Selbstmitleid hilft Niederlagen zu verdrängen
Sein eigenes Schicksal zu bedauern, kann aus der Krise helfen

Ob eine versiebte Prüfung oder eine sportliche Niederlage: Selbstmitleid kann helfen, Niederlagen zu verarbeiten

Selbstmitleid kann Menschen nach einer Niederlage wieder auf die Beine helfen. Denn laut einer Studie erzeugt das Bedauern des eigenen Schicksals gute Gefühle und hilft damit, die schlechte Erfahrungen besser zu bewältigen. Nebeneffekt: Wehleidige Menschen übernehmen zudem mehr Verantwortung für die eigenen Fehler. Deshalb sei Selbstmitleid insbesondere für Menschen mit geringem Selbstvertrauen vorteilhaft, so Studienleiter Mark Leary von der Universität Winston-Salem (USA). Selbstbewusste Menschen neigten hingegen dazu, ihre Niederlagen zu verteidigen.

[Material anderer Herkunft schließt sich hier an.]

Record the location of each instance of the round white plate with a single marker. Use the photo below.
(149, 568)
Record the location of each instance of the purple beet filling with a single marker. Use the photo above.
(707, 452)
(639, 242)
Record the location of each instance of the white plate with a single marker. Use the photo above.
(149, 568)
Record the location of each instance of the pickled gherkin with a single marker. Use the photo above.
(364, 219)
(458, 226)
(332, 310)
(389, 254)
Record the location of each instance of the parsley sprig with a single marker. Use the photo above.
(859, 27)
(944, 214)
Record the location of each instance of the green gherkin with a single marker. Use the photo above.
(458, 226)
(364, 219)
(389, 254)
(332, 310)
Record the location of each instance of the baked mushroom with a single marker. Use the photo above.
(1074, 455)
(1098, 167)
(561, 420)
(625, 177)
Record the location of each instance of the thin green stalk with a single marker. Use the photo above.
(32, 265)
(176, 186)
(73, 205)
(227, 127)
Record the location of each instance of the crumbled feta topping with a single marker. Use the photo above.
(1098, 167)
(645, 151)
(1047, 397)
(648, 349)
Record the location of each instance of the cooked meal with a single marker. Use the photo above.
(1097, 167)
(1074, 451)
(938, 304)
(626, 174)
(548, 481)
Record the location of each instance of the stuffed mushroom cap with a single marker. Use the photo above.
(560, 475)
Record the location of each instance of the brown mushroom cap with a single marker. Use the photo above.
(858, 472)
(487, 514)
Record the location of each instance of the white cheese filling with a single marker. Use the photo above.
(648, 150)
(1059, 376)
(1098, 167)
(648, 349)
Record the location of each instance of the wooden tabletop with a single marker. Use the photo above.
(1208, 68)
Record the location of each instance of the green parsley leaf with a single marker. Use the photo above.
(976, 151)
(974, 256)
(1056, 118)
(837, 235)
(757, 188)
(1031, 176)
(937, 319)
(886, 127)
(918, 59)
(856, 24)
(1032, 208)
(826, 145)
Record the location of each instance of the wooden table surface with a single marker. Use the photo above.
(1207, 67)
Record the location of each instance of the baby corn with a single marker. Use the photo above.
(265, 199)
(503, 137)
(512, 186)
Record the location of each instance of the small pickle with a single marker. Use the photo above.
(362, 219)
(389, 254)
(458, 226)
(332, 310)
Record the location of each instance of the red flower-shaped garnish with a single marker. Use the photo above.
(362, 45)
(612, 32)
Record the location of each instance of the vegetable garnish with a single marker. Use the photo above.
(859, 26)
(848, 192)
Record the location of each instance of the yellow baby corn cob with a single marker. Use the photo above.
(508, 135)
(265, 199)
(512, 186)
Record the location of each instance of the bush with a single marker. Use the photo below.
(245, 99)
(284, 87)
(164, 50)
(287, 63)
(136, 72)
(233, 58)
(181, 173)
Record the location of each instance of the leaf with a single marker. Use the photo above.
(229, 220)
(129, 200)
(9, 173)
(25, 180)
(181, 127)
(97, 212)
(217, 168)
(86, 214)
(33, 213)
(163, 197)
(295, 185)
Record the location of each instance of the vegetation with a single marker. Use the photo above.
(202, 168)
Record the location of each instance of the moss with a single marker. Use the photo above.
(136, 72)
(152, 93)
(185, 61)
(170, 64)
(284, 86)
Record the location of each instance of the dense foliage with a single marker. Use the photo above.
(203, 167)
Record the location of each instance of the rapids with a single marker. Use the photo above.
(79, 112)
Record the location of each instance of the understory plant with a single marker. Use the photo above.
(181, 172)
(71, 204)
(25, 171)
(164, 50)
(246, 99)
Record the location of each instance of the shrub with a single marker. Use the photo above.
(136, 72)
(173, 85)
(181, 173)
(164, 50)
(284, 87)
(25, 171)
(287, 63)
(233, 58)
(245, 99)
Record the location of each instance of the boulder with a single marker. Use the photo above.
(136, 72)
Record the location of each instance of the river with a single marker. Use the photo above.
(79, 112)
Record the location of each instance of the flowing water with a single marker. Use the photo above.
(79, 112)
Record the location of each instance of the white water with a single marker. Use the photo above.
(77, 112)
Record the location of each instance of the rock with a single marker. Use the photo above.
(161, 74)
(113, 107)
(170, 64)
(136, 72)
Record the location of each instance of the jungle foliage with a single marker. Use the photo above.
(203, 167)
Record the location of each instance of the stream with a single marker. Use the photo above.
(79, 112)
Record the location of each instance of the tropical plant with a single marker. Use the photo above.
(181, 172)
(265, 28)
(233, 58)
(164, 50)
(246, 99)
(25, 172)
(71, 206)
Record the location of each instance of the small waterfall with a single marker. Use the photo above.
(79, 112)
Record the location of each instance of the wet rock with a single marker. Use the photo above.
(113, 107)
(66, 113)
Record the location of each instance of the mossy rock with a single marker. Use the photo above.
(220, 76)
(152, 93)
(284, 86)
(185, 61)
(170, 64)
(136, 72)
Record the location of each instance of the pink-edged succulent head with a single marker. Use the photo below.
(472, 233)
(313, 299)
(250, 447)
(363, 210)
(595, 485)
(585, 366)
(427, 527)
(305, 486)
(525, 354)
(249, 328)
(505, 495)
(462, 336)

Leary bestätigte seine Vermutung mit zwei Tests: Im ersten konfrontierte der Psychologe Studenten mit einer unerfreulichen Situation, beispielsweise einer sportlichen Niederlage. Die Selbstmitleidigen äußerten Sätze wie „Jeder macht mal einen Fehler“ und behandelten sich selbst quasi wie einen guten Freund. Studenten mit starkem Selbstwertgefühl ordneten Ihre Sitaution radikal als Niederlage ein und kamen mit der Situation deshalb vergleichsweise schlecht klar.

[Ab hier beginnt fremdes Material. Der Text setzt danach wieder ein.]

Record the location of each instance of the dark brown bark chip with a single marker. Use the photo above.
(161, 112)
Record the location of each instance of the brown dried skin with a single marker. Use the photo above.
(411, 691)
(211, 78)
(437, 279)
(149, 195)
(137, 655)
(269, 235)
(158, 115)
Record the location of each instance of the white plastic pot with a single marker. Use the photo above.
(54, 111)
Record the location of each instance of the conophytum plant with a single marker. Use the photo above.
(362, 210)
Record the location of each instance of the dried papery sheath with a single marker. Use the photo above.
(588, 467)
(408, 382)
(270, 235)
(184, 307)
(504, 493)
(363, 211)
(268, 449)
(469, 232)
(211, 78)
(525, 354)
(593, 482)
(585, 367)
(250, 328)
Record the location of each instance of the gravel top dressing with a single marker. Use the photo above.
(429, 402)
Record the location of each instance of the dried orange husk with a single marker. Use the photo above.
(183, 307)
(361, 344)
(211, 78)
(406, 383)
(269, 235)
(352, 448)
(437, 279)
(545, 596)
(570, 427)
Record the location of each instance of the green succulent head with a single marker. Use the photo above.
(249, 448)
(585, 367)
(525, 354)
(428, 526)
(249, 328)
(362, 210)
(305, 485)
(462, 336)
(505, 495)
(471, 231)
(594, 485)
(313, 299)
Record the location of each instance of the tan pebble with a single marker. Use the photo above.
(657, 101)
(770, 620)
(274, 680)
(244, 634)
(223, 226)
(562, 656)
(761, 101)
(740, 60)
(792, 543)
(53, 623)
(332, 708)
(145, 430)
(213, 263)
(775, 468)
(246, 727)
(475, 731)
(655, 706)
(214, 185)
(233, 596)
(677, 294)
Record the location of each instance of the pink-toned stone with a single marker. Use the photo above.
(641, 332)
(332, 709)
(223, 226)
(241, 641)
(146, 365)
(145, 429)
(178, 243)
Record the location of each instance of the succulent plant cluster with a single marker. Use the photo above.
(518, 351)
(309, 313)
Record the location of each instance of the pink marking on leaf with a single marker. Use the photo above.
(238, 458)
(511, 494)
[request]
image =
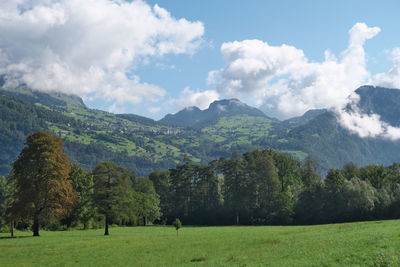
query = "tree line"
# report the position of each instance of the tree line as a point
(265, 187)
(45, 190)
(270, 188)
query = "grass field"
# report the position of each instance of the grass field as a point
(351, 244)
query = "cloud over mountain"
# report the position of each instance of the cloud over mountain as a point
(90, 48)
(284, 83)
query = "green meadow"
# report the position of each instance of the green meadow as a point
(351, 244)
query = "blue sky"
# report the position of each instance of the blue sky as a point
(133, 63)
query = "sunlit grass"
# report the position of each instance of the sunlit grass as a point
(353, 244)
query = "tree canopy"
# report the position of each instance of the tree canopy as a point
(43, 190)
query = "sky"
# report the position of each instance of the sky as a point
(157, 57)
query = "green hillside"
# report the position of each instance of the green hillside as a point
(144, 145)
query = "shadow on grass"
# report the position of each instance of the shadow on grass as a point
(9, 237)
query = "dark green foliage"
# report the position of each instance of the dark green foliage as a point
(7, 189)
(147, 201)
(177, 224)
(42, 188)
(113, 192)
(83, 184)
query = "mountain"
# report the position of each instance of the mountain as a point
(382, 101)
(143, 145)
(194, 117)
(306, 117)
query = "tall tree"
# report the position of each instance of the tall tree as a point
(234, 185)
(113, 192)
(147, 200)
(41, 172)
(82, 182)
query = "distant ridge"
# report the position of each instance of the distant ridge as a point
(194, 117)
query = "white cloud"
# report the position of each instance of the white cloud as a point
(200, 99)
(284, 83)
(391, 78)
(88, 47)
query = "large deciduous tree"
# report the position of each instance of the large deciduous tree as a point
(40, 173)
(113, 191)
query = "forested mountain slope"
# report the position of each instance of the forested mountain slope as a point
(143, 145)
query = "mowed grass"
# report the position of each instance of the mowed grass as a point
(351, 244)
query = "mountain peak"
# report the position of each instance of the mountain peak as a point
(193, 116)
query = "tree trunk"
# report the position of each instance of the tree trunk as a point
(106, 231)
(12, 229)
(35, 226)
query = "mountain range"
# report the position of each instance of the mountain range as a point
(143, 145)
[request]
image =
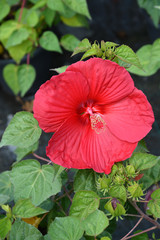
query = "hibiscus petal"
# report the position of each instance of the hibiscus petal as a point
(131, 118)
(64, 148)
(78, 146)
(58, 98)
(102, 150)
(108, 81)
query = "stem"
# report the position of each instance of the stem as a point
(136, 234)
(144, 215)
(28, 58)
(132, 229)
(41, 158)
(106, 197)
(21, 11)
(132, 215)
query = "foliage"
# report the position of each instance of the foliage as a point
(69, 204)
(29, 25)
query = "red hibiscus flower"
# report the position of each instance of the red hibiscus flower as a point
(97, 114)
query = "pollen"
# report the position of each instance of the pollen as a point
(97, 123)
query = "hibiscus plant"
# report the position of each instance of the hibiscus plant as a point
(98, 169)
(26, 26)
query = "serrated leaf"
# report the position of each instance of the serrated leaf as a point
(65, 228)
(95, 223)
(23, 130)
(85, 180)
(75, 21)
(11, 77)
(4, 9)
(6, 187)
(78, 6)
(135, 190)
(118, 191)
(126, 54)
(49, 41)
(31, 180)
(84, 203)
(83, 46)
(69, 42)
(5, 227)
(154, 204)
(142, 161)
(22, 230)
(7, 28)
(25, 209)
(22, 152)
(17, 37)
(19, 51)
(149, 58)
(26, 77)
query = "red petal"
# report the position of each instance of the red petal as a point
(108, 81)
(131, 118)
(78, 146)
(57, 99)
(64, 147)
(102, 150)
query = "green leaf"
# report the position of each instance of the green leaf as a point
(84, 203)
(78, 6)
(95, 223)
(22, 152)
(85, 180)
(4, 9)
(75, 21)
(19, 51)
(135, 190)
(69, 42)
(142, 161)
(26, 77)
(49, 41)
(31, 180)
(56, 5)
(11, 77)
(23, 130)
(21, 230)
(25, 209)
(6, 187)
(49, 16)
(126, 54)
(149, 6)
(118, 191)
(29, 17)
(5, 226)
(17, 37)
(4, 199)
(7, 28)
(65, 228)
(142, 236)
(118, 211)
(83, 46)
(151, 176)
(154, 204)
(149, 58)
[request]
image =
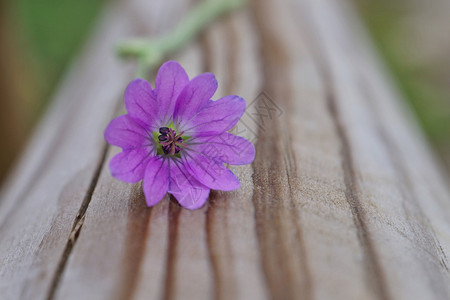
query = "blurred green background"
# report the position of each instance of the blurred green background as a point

Im zweiten Test untersuchte Leary die Reaktion der Studenten auf Beleidigungen. Ergebnis: Die selbstmitleidigen Studenten zeigten sich weniger verärgert und nachtragend als die Selbstbewussten. Die Ergebnisse der Studie widerlegen damit die bisherigen Vermutungen, dass ein starkes Selbstwertgefühl wichtig sei, um Niederlagen zu verarbeiten.